[drupal-devel] Dealing with spam (was rel=nofollow)

Fri Jan 21 10:41:31 UTC 2005

> >>What I /do/ beleive will be a great improvement is p2p sharing
> >>of the filtered tokens, regexps et al.
.....
> So, you use the MT public master, and maintain this with cron'd daily
> fetches on drupal instances. You also have a private personal blacklist,
> when items are added to this, they are web-of-trust written DIRECTLY to
> other drupal instances via XML-RPC. (this solves Bèr's issue)
> 
> You also publish your merged list, and just your personal lists so other
> instances NOT in your web of trust can anon pull from you. You also
> periodicaly submit your new items to the MT master to help maintain
> everyone in the world.

All that is good, but introduces another problem:
If a spammer knows a filter or a subset of it, it is trivial to write
a generator for spam based on the filter.

This means that there should be a web of trust and the various spam
filters out there should be different enough for the spammer to be very
hard to create such a generator.

Sending, pushing, pulling, whatever regexes and other rules securely so
it is not eavsedropped is difficult enough, but there always be leaks.

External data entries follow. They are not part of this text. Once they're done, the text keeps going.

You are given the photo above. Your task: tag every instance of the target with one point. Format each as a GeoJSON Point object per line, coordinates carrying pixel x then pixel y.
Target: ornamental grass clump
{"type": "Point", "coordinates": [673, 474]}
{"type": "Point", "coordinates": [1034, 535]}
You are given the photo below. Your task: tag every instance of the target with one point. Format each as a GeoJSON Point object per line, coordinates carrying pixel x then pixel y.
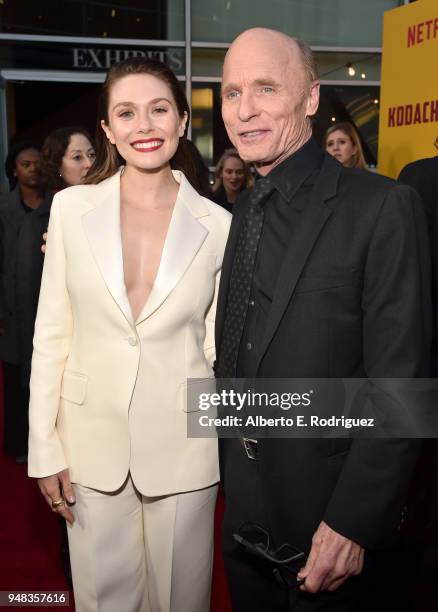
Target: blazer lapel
{"type": "Point", "coordinates": [102, 228]}
{"type": "Point", "coordinates": [227, 264]}
{"type": "Point", "coordinates": [313, 218]}
{"type": "Point", "coordinates": [185, 237]}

What I suggest is sending not rules but actual spam content, 
having the different learning approaches should help to have very
different spam filters. The spammer will be able to create one of 
their own, but there will be no certainty that their new content will
not be caught immediately. The spam content can be distributed freely,
it just has to be not available to the search engines, etc...

This way you will have enough data to start your new learner,
you can have immediate updates, via a p2p-like exchange between 
servers, you need a minimum level of trust - 'identify yourself'.

I though I'll add my 2p.
Cheers,
Vlado

-- 
Vladimir Zlatanov <vlado at dikini.net>